Un tuffo tra gli anni Cinquanta e Settanta, tra personaggi, quartieri e abitudini di vita di un tempo. Racconti di gioventù, aneddoti, figure emblematiche e momenti quotidiani che oggi appartengono alla memoria collettiva.
È questo il cuore del libro “Ci fu un tempo in cui… frammenti di ricordi su fatti e personaggi“, firmato dal giornalista Giuseppe Petralia e pubblicato da Algra Editore. L’opera è stata presentata a Biancavilla, nella sala conferenze di Villa delle Favare, in un incontro promosso da “SiciliAntica”.
Ad aprire la conversazione è stato Enzo Meccia, presidente dell’associazione, che ha presentato l’autore e sottolineato il valore dell’opera nel contesto della memoria storica locale.
Ad accompagnare la presentazione, l’intervento di Salvuccio Furnari, cultore di Storia Patria, che ha offerto una lettura appassionata e coinvolgente del volume, mettendo in luce l’efficacia narrativa dell’autore nel restituire atmosfere e personaggi ormai scomparsi. Petralia descrivere la bellezza dei personaggi e delle storie di un mondo che non c’è più, rendendolo vivo e comprensibile anche ai più giovani. Lo fa, proponendosi non come scrittore ma con gli strumenti del cronista.

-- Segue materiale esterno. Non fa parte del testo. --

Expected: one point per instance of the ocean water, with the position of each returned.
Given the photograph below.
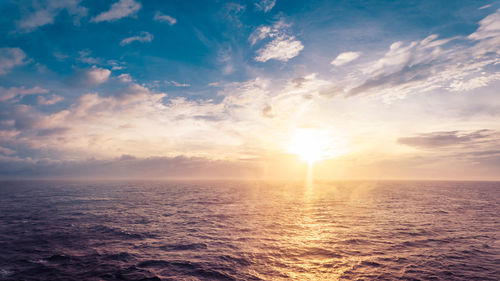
(218, 230)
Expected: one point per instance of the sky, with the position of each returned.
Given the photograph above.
(242, 89)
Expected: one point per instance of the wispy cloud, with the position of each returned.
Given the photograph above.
(47, 13)
(85, 57)
(283, 46)
(10, 58)
(431, 63)
(164, 18)
(120, 9)
(437, 140)
(50, 100)
(142, 37)
(19, 92)
(90, 77)
(176, 84)
(345, 58)
(265, 5)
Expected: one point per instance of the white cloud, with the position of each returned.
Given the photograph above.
(47, 14)
(10, 58)
(164, 18)
(430, 64)
(125, 78)
(281, 49)
(345, 57)
(120, 9)
(19, 92)
(6, 151)
(52, 99)
(489, 27)
(142, 37)
(86, 58)
(89, 77)
(176, 84)
(265, 5)
(97, 75)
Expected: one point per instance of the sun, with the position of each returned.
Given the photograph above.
(311, 144)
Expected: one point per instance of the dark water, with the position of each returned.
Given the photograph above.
(249, 231)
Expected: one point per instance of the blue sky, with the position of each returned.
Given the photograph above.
(230, 80)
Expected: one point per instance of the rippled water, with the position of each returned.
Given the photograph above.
(249, 231)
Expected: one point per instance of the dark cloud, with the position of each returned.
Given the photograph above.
(128, 167)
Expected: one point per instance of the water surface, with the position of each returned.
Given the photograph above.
(249, 231)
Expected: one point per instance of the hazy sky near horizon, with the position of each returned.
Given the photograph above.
(142, 88)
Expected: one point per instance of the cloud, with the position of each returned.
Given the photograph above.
(86, 58)
(10, 58)
(176, 84)
(120, 9)
(164, 18)
(47, 13)
(125, 78)
(90, 77)
(127, 166)
(6, 151)
(52, 99)
(142, 37)
(19, 92)
(442, 139)
(345, 58)
(265, 5)
(465, 152)
(232, 12)
(282, 47)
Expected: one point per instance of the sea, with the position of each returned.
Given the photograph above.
(249, 230)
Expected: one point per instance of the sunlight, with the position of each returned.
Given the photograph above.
(313, 144)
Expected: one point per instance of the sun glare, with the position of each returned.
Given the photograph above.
(312, 144)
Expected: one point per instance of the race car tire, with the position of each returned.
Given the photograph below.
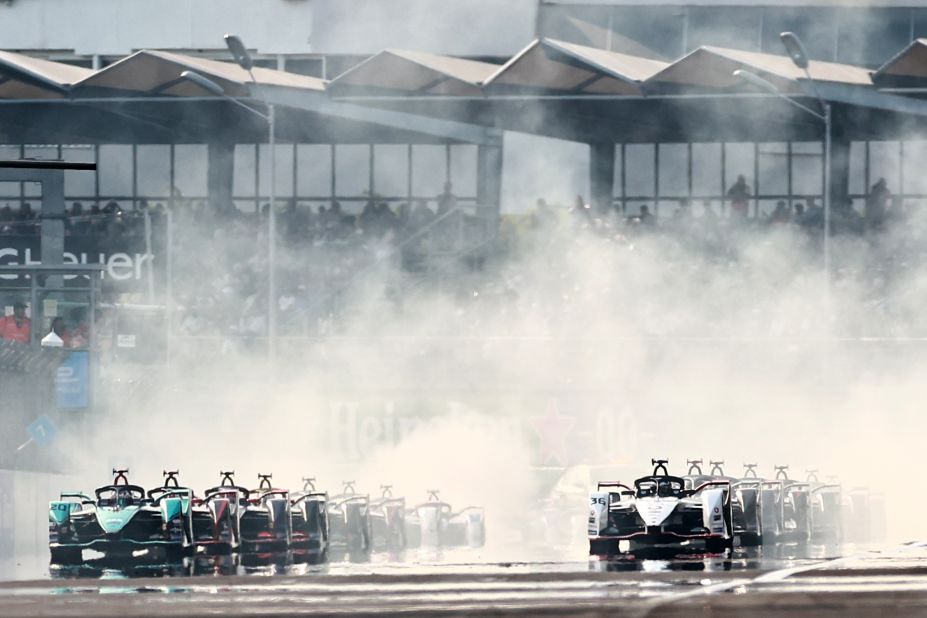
(604, 547)
(719, 545)
(66, 555)
(751, 539)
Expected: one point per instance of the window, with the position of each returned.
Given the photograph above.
(463, 170)
(429, 170)
(190, 162)
(391, 170)
(352, 170)
(807, 169)
(283, 169)
(774, 169)
(706, 170)
(79, 183)
(115, 170)
(639, 172)
(154, 170)
(674, 170)
(243, 174)
(314, 170)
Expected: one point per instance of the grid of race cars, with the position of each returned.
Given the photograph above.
(704, 510)
(121, 519)
(715, 512)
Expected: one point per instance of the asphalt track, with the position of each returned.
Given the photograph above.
(888, 581)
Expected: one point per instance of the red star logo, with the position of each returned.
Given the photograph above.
(552, 430)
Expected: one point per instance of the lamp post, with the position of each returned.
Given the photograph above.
(240, 53)
(800, 58)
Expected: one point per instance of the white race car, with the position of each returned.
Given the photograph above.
(660, 512)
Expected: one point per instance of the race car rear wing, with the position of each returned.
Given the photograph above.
(602, 484)
(169, 492)
(311, 495)
(715, 483)
(77, 494)
(827, 487)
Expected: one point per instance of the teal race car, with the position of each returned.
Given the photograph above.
(121, 521)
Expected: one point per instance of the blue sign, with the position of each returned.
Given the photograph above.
(42, 431)
(72, 381)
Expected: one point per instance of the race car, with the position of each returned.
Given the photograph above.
(660, 513)
(217, 516)
(120, 521)
(387, 520)
(434, 523)
(793, 503)
(309, 512)
(349, 520)
(826, 509)
(265, 523)
(746, 498)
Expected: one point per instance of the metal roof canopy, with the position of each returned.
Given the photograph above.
(402, 71)
(142, 99)
(693, 99)
(552, 66)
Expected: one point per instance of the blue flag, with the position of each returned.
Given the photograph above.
(42, 431)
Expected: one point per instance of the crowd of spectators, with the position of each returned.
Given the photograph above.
(219, 254)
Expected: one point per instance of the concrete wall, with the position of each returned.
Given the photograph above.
(119, 27)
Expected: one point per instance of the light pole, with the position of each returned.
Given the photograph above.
(800, 58)
(240, 53)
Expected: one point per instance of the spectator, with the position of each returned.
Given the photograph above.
(60, 329)
(799, 213)
(646, 218)
(446, 201)
(80, 334)
(581, 211)
(877, 204)
(422, 215)
(781, 213)
(739, 194)
(16, 327)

Nel libro, infatti, Petralia raccoglie esperienze e fatti vissuti, attingendo alla sua lunga carriera giornalistica e a una collaborazione cinquantennale con il quotidiano “La Sicilia”. E come cronista è animato dal desiderio di trasmettere ai lettori – e in particolare alle nuove generazioni – uno spaccato autentico di vita, quando «senza cellulari e computer, si sapeva vivere meglio».